There are several limitations to the present study that have to be acknowledged: First, the retrospective setting. No preoperative Scores are available and like every retrospective study there is a risk for selection bias; however, all consecutive cases that could be identified were included. Second, the low patient number. Factors that may influence the clinical outcome are underpowered and statistical analysis of influence factors is not reasonably possible. But the topic restricts high patient numbers as UKA after HTO is rare as mentioned in previous studies. There are no clinical studies on this topic with more cases included. Furthermore, no study with mobile bearing inlay and radiological analysis is available until today. Third, there is a high variance of follow-up time, and because of the midterm follow-up of in mean 4.3 years, no answer can be given on long-term results. Follow-up of this cohort is ongoing. Fourth, there is no control group of primary UKA or TKA after HTO. However, several studies that report on results of medial UKA are present in the literature for comparison and intention of the present study was not to compare TKA and UKA after HTO, but to report on the outcome, complications and influence factors of UKA as treatment for medial osteoarthritis after prior HTO.
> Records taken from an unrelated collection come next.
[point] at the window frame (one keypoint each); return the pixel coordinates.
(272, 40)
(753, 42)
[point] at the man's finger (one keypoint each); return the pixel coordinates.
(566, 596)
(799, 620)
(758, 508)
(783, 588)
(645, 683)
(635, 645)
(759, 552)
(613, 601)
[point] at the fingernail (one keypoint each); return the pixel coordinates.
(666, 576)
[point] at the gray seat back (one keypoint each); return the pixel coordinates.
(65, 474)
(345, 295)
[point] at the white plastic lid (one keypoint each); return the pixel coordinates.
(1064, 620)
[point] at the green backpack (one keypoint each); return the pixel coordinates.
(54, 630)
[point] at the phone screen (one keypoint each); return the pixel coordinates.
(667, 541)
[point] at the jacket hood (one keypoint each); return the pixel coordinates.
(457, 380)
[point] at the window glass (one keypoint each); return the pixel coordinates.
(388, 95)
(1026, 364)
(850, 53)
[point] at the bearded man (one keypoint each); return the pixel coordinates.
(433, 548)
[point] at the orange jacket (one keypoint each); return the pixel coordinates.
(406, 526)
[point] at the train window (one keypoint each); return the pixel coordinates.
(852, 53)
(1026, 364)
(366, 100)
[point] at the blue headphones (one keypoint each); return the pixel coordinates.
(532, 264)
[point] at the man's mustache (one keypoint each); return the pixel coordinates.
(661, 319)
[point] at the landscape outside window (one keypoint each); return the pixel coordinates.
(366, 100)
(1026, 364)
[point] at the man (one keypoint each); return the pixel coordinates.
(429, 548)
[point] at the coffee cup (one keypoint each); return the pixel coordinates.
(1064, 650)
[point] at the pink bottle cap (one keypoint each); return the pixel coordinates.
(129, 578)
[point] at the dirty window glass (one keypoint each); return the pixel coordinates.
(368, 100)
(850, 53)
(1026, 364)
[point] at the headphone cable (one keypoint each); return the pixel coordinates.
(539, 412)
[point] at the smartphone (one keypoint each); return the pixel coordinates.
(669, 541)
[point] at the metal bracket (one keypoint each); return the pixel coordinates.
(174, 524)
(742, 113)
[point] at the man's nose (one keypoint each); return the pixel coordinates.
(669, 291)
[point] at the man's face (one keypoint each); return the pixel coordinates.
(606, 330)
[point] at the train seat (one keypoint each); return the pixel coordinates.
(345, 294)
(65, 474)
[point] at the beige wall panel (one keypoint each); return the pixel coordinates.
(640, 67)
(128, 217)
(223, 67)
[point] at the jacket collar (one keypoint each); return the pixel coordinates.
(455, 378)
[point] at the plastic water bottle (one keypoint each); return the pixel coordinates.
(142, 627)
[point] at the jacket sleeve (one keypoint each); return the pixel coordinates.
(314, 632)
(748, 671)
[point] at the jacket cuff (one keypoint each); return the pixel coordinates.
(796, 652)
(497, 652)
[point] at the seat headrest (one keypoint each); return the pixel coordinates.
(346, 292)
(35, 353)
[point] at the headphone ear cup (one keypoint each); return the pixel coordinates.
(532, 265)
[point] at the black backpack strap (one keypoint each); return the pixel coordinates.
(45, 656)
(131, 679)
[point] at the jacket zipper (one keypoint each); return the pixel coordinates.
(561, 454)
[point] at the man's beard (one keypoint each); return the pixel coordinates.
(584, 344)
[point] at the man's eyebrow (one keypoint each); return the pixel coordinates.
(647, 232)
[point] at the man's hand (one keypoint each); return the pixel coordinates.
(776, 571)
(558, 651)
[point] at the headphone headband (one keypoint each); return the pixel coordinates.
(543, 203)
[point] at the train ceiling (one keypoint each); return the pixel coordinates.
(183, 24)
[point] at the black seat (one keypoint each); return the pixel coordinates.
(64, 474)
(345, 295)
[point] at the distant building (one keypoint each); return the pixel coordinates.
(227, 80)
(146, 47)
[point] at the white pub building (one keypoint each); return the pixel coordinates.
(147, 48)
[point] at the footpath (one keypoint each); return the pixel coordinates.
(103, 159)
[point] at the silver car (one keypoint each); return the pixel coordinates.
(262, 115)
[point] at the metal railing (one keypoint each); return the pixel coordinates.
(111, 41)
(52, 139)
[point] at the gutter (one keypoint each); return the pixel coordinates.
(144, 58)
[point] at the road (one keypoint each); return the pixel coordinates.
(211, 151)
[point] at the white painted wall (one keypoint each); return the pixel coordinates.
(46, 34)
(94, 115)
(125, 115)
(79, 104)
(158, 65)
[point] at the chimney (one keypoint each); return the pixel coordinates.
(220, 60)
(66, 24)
The present study shows, that medial UKA with mobile meniscal bearing is a possible treatment option in selected patients with medial osteoarthritis and prior HTO. If mechanical leg axis, medial laxity and joint line convergence are evaluated exactly, midterm results comparable to primary medial UKA can be achieved. This knowledge helps in the decision for treatment in this group of patients. A statistically significant influence of proximal tibial geometry (mMPTA) and, therefore, joint line orientation on the midterm outcome could not be confirmed, but an influence on the long-term outcome is possible. However, further studies on this topic with higher patient number and longer follow-up are needed. Additionally, when correction osteotomy for medial unicompartmental osteoarthritis is performed, care should be taken to the geometry of the proximal tibia and the distal femur. Excessive overcorrection should be avoided to maintain the possibility for medial UKA if the osteotomy fails.

Conclusion

Prior HTO is not a contraindication for medial UKA, because good-to-excellent results can be achieved in selected patients with medial osteoarthritis and previous HTO, treated with medial UKA, in a midterm follow-up. Excessive mechanical valgus axis should be avoided; therefore, patient selection and accurate evaluation of medial laxity, preoperative mechanical axis, joint line convergence and proximal tibial geometry are important.